Ed è ancora un’arcana coincidenza a decidere le sorti di questo libro. Perché quando Marcela Serrano lo stava ormai portando a termine, un giorno la sua cavalla La Rucia, chiamata così, La Bionda, proprio in onore di Margarita, spaventata da un improvviso rumore s’imbizzarrì. “Caddi da cavallo – racconta la scrittrice – con le mani in avanti (forse per proteggermi il volto?) Mi si spezzarono entrambi”. Forse “Margarita non voleva che la lasciassi andare. Avevamo condiviso un anno di morte e di scrittura. Aveva bisogno che mi spingessi fino in fondo alla parola; finché avessi scritto, lei sarebbe stata viva”.

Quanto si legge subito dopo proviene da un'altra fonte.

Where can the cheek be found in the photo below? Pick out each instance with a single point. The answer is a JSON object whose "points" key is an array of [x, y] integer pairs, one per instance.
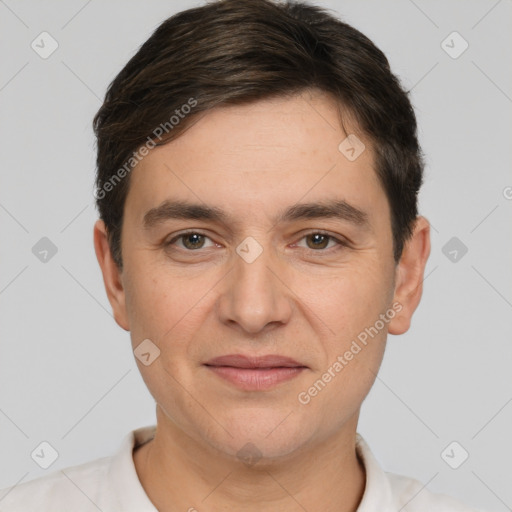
{"points": [[347, 301]]}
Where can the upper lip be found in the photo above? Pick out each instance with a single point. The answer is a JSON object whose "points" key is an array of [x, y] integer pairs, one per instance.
{"points": [[242, 361]]}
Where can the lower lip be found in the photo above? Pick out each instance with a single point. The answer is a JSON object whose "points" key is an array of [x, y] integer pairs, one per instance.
{"points": [[256, 379]]}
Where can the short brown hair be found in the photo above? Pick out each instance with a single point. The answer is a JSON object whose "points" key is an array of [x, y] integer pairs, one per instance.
{"points": [[240, 51]]}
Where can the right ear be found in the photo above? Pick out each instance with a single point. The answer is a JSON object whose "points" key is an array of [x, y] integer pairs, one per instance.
{"points": [[112, 276]]}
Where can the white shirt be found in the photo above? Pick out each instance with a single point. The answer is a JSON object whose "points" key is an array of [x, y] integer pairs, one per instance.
{"points": [[111, 484]]}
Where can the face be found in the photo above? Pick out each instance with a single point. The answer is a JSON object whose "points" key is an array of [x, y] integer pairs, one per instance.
{"points": [[252, 234]]}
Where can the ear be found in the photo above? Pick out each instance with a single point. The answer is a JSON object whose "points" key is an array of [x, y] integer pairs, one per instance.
{"points": [[409, 276], [112, 276]]}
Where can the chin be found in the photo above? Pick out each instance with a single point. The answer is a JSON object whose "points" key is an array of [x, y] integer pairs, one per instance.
{"points": [[261, 437]]}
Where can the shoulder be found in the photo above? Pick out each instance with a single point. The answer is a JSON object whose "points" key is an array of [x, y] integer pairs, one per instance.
{"points": [[75, 488], [411, 493]]}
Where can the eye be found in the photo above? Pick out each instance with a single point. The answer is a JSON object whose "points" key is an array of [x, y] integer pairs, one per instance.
{"points": [[319, 241], [190, 241]]}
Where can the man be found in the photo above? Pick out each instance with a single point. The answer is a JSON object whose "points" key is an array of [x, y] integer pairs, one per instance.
{"points": [[258, 172]]}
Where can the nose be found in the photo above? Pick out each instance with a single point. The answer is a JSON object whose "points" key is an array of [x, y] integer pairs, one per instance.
{"points": [[253, 296]]}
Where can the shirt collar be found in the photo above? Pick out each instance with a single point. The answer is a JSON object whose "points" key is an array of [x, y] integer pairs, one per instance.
{"points": [[377, 494]]}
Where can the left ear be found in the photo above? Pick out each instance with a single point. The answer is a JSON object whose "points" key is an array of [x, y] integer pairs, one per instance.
{"points": [[409, 276]]}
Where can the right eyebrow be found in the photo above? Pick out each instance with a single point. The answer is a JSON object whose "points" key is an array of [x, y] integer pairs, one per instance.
{"points": [[181, 210]]}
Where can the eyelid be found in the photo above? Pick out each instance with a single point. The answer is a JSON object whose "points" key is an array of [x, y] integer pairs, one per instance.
{"points": [[340, 241], [181, 234]]}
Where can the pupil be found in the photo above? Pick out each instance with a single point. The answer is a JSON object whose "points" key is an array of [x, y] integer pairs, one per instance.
{"points": [[322, 239], [194, 240]]}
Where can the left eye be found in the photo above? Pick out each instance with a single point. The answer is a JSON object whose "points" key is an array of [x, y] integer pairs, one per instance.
{"points": [[319, 241]]}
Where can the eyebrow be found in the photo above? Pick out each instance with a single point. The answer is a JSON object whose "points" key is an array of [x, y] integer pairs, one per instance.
{"points": [[337, 209]]}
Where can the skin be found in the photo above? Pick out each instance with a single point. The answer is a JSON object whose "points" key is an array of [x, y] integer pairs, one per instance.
{"points": [[295, 300]]}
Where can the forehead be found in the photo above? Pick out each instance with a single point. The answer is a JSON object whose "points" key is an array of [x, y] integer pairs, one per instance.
{"points": [[259, 158]]}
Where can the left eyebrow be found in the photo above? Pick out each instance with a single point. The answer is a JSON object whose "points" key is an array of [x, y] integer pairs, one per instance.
{"points": [[337, 209]]}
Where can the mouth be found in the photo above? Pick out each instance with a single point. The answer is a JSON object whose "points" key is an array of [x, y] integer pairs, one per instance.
{"points": [[255, 373]]}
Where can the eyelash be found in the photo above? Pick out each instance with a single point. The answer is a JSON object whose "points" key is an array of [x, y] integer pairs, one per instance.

Nello scegliere il titolo, Marcela Serrano ha voluto rendere omaggio a una donna straordinaria. A Clara Sandoval, madre della grande cantautrice cilena Violeta Parra, diventata un simbolo con le sue canzoni di protesta durante la dittatura di Augusto Pinochet. Alla sarta e tessitrice di origine contadina che cucì un mantello da affidare a suo figlio Nicanor, prestigioso poeta, matematico e fisico. Moltissimi anni dopo, quando lui morì a La Reina il 23 gennaio del 2018, la bara venne avvolta proprio con quella coperta. Che sua mamma aveva cucito perché non provasse freddo laggiù, dove regna la Morte.